その言葉を飲み込んだのは、紫茉ちゃんの顔があまりにも真摯すぎて…何だか僕が僕の勝手ばかり押し付け、嫉妬ばかりしている矮小で狭量な男に思えたからで。

少し…気分が滅入ってしまった。


紫茉ちゃんは芹霞の同性の友達で、クオンはただのネコなのに、どうして僕はこんなに妬いてしまうんだろう。

もっと自分に余裕を持ちたいよ。


「おい、お前だって、玲同様…狙われている身なんだぞ?」


ここは朱貴に結論を託そうと思った。

紫茉ちゃんの相手は、朱貴だし。


「だからこそ。玲だって抵抗して皆を守る為に強さを求めている。あたしだって同じだ。翠も…強くなる為に、櫂と煌と一緒行ったんだ。あいつだってもがいている。あたしだけ、のほほんとしてはいたくない。

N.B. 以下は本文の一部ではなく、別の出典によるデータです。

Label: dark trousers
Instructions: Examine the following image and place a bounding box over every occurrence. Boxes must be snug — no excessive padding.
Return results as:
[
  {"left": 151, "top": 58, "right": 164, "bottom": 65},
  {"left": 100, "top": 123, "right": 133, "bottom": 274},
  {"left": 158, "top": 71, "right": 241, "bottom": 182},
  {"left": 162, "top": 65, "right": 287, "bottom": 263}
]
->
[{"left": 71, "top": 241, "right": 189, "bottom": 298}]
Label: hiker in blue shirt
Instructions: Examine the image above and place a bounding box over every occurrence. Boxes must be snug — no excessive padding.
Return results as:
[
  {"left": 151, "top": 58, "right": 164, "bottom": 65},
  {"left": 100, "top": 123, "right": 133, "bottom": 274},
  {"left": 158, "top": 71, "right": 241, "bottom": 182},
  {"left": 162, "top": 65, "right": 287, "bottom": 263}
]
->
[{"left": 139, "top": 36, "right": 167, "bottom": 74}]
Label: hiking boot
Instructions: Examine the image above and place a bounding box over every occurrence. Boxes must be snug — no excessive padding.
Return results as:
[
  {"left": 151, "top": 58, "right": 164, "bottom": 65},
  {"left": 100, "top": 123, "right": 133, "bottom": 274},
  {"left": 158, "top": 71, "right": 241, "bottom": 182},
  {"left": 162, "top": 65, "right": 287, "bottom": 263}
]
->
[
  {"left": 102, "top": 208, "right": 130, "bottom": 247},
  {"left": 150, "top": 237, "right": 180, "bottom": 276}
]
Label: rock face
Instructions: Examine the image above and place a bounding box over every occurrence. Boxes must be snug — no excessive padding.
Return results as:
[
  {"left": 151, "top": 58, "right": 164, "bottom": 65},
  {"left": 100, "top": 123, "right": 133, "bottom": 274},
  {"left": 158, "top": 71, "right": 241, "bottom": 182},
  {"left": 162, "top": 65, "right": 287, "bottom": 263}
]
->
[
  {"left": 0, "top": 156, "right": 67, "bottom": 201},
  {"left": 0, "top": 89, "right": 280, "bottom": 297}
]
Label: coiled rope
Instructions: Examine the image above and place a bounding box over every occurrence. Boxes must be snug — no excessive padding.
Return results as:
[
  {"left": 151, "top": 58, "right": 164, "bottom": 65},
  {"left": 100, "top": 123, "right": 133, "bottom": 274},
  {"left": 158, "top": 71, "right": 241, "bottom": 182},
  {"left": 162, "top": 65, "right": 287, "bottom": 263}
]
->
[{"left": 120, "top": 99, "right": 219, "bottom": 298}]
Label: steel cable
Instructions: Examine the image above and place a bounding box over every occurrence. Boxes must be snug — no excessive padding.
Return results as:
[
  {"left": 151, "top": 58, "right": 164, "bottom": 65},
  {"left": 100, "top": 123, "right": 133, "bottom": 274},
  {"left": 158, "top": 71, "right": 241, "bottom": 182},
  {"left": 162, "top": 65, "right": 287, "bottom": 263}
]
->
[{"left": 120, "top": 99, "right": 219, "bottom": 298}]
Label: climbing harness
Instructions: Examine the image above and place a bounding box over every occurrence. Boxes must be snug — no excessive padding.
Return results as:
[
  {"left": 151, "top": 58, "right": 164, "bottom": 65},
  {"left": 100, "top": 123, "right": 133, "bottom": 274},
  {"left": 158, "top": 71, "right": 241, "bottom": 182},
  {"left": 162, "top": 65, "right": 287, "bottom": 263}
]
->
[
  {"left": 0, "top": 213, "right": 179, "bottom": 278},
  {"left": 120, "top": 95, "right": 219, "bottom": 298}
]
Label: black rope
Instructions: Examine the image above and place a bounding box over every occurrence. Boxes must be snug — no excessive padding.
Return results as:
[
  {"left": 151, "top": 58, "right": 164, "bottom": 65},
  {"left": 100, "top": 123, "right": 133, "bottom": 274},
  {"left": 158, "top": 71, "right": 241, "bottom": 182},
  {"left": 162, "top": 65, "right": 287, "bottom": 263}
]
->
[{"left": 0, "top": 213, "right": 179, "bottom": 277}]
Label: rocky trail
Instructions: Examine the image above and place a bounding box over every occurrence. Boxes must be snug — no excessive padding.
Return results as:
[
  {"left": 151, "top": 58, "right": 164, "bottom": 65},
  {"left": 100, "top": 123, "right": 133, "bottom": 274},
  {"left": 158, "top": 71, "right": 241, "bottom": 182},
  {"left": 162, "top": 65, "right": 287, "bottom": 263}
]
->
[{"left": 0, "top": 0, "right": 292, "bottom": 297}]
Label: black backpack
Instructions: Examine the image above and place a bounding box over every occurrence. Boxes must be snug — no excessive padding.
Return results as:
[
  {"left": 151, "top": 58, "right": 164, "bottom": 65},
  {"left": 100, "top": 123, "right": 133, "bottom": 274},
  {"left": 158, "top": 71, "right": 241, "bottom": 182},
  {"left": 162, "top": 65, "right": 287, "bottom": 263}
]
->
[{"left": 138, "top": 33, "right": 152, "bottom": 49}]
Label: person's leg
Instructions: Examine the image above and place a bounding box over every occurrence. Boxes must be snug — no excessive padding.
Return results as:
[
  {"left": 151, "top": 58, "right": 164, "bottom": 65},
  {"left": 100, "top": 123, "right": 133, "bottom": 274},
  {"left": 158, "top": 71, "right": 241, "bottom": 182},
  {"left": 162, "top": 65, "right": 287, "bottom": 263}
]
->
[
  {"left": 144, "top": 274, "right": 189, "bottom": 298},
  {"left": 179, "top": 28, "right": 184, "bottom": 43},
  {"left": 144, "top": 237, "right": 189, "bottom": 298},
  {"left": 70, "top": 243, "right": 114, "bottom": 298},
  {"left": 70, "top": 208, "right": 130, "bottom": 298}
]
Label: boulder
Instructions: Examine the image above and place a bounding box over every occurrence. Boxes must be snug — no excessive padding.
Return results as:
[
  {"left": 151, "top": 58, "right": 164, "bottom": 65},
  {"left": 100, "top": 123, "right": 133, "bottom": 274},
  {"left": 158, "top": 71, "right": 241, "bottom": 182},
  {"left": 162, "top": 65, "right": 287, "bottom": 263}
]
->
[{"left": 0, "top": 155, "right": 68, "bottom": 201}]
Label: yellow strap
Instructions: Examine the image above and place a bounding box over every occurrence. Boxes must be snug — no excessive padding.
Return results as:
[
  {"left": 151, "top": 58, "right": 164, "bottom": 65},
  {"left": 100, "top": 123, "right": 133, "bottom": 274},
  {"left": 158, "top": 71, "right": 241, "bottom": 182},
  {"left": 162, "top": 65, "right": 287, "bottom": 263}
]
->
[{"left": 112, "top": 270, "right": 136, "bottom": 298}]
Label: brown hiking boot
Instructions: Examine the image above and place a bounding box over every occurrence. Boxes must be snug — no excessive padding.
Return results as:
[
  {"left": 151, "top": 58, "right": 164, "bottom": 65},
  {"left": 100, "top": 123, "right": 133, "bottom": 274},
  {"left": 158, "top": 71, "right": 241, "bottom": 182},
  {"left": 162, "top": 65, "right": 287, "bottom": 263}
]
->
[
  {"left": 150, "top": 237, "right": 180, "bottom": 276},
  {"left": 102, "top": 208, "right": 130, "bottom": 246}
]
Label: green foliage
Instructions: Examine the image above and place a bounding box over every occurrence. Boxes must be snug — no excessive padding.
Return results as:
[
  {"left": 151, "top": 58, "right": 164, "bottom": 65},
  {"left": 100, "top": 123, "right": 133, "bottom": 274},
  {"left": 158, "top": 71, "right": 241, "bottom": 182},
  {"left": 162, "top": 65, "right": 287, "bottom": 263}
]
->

あたしに超能力はない。あるのはこの身1つだからこそ!!! 1分1秒…あたしだって強さにしたいんだよ」


………。

何だか…僕より格好いい紫茉ちゃん。

由香ちゃんも心なしか、ぽっとした顔をしている。


「まずは桜を取り戻さないと。今のあたしの力では、桜は抑えられなかった。玲だけだ、抑えられたのは。その玲がまだ強さが足りないというのなら、あたしは更に頑張らないといけない。

皆だってもがいて頑張っているのに、あたしは黙ってはいられない」


紫茉ちゃんの潔さ、女にしておくのは勿体ない。

ああ、ここに芹霞がいなくて本当に良かった。


――紫茉ちゃん、素敵!!!


目に見えるようだよ。


「お前は…黙って守られていればいい」


朱貴は無表情で言った。


「余計な闘いをしようとするな」


同じ男として、朱貴の言い分に同感してしまう僕。

愛すればこそ、好きな女性を危険な目に合わせたくないのは、僕だって同じこと。


朱貴は、紫茉ちゃんを守りたいんだ。

紫茉ちゃんに、守られていさせたいんだ。

守るということで必要とされたいんだ。


それだけが…朱貴の愛の証だから。


「頼む、朱貴。大事な者の為に…身体を張る強さをつけさせてくれ。お前のように…」


紫茉ちゃんが聞き逃していたと思った、氷皇が揶揄した"朱貴の片想い"のことを指しているのだろう。

それが話題に出ると言うことは、紫茉ちゃんなりに何か気になっていたのだろうか。